Other winners were Katy Perry, who received the best live act accolade, Eminem, who won best hip-hop and Linkin Park, who beat Coldplay to take home best rock.
Queen received the global icon award, with band members Brian May and Roger Taylor picking up their honour on the night.
At the same time as the main awards ceremony in the Odyssey Arena, Northern Ireland band Snow Patrol were playing a free gig to 15,000 people at City Hall, with Red Hot Chili Peppers performing at the Ulster Hall.
The ceremony opened with Coldplay performing Every Teardrop Is A Waterfall.
It also included a tribute to singer Amy Winehouse, who was found dead at her home in London in July.
An emotional Jessie J presented the tribute, and said the Brit and Grammy award-winner had been an inspiration to her.
"I never got to thank Amy for breaking boundaries as I truly believe without her I wouldn't be standing here today," she said.

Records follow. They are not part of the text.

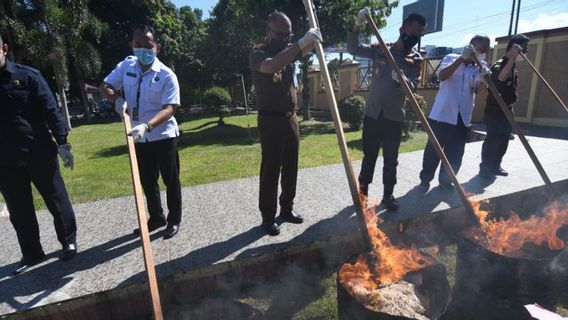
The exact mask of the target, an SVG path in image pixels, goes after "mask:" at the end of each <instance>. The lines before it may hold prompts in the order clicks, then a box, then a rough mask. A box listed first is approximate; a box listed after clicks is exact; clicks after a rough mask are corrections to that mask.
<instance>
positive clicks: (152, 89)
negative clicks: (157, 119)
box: [148, 83, 162, 104]
mask: <svg viewBox="0 0 568 320" xmlns="http://www.w3.org/2000/svg"><path fill="white" fill-rule="evenodd" d="M148 101H150V102H151V103H158V104H159V103H162V86H160V85H159V84H158V83H152V85H151V86H150V89H149V90H148Z"/></svg>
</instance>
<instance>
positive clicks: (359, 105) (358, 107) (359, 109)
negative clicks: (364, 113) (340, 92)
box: [339, 95, 365, 130]
mask: <svg viewBox="0 0 568 320" xmlns="http://www.w3.org/2000/svg"><path fill="white" fill-rule="evenodd" d="M364 110H365V98H363V97H361V96H358V95H350V96H348V97H345V98H343V99H342V100H341V101H340V102H339V116H340V117H341V121H343V122H346V123H347V124H349V128H351V129H353V130H359V129H360V128H361V123H362V122H363V111H364Z"/></svg>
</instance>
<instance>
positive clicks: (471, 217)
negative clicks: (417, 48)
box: [367, 15, 479, 225]
mask: <svg viewBox="0 0 568 320" xmlns="http://www.w3.org/2000/svg"><path fill="white" fill-rule="evenodd" d="M367 20H368V22H369V25H370V26H371V29H372V30H373V32H374V33H375V36H376V37H377V39H378V40H379V45H380V47H381V49H382V50H383V53H384V55H385V56H386V57H387V59H388V61H389V63H390V64H391V66H392V68H393V70H395V71H396V73H397V75H398V79H399V82H400V86H401V88H402V89H403V90H404V93H405V94H406V99H407V100H408V101H409V102H410V105H411V106H412V107H413V109H414V112H415V113H416V115H417V116H418V118H419V119H420V122H421V123H422V126H423V127H424V129H425V130H426V133H428V139H430V143H432V145H433V146H434V149H435V150H436V153H437V154H438V157H440V160H441V161H442V164H443V166H444V168H445V169H446V173H447V174H448V177H450V179H451V180H452V182H453V184H454V187H455V188H456V191H457V193H458V196H459V197H460V199H461V201H462V202H463V205H464V207H465V209H466V216H467V217H468V218H469V219H470V220H471V222H472V223H473V224H474V225H479V219H478V218H477V216H476V215H475V213H474V211H473V208H472V206H471V203H470V202H469V200H468V198H467V196H466V194H465V192H464V190H463V188H462V186H461V184H460V183H459V181H458V178H457V177H456V174H455V173H454V170H453V169H452V166H451V165H450V162H449V161H448V158H446V155H445V154H444V151H443V150H442V147H441V146H440V143H439V142H438V139H436V135H435V134H434V131H432V128H431V127H430V124H429V123H428V120H426V117H425V116H424V113H423V112H422V110H420V107H419V105H418V101H416V98H415V97H414V94H413V93H412V90H411V89H410V87H409V86H408V83H407V82H406V80H405V79H406V77H405V76H404V74H403V72H402V70H401V69H400V68H399V67H398V64H397V63H396V61H395V60H394V58H393V56H392V54H391V52H390V50H389V49H388V47H387V45H386V44H385V42H384V41H383V38H382V37H381V34H380V33H379V28H377V25H376V24H375V21H373V18H372V17H371V16H369V15H367Z"/></svg>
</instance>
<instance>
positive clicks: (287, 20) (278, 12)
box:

"She set a new standard for British female artists."
This reverential tone was not the dominant theme of the ceremony, however.
Lady Gaga rivalled host Selena Gomez in her ability to change outfits and at one stage perched herself on a model of a moon.
Jessie J burst out of a giant safe to deliver her song Price Tag and at one point, a streaker bound on to the stage and exchanged words with US actress Hayden Panettiere.
Ms Panettiere said it was "definitely the most surprising award show I've ever been to".
Earlier, Snow Patrol frontman Gary Lightbody had said Belfast was "literally vibrating with joy" at staging the event.
"It is great that Northern Ireland is getting an international spotlight thrown at it in such a positive way," he said.
Mr Lightbody, who is from Bangor, County Down, said it was an "incredible opportunity for people to think about the music in Northern Ireland".
"The list is endless of new bands at the moment and it is great that MTV have taken their cameras around some of the smaller gigs as well over the past week," he said.
The singer, whose hits include Chasing Cars and Run, added: "It's kind of a dream to stop the traffic in Belfast.
"Very often Northern Ireland in the past has been in the news for other reasons and this is a really, really amazingly positive reason to be in the news."
Selena Gomez, whose boyfriend Justin Bieber performed at the show said it was a "huge honour" to have been given the role.
The European branch of the MTV Awards is generally more relaxed and off-the-cuff than the bigger, American version.
The ceremony lands at a different destination every year, from Berlin to Madrid. Belfast is the smallest host city so far.
Organisers said there had been a "10-year courtship" between the council and MTV.
Previously, it had been felt that Belfast's infrastructure could not cope with the demands of a show that requires 39 separate hotels to house personnel from production crews to celebrity entourages.
"It's a multi-million dollar event," MTV's Richard Godfrey said. "It's the most ambitious show we've done for a long time."
Belfast City Council believes the ceremony could generate £10 million in tourism revenues, while a specially organised Belfast Music Festival in the run-up to the show saw several local bands sign management and record deals.
Gary Lightbody said: "I hope this will speed things up for them.
"Snow Patrol went through 10 years of not selling any records. I'd love that not to happen to any of these bands."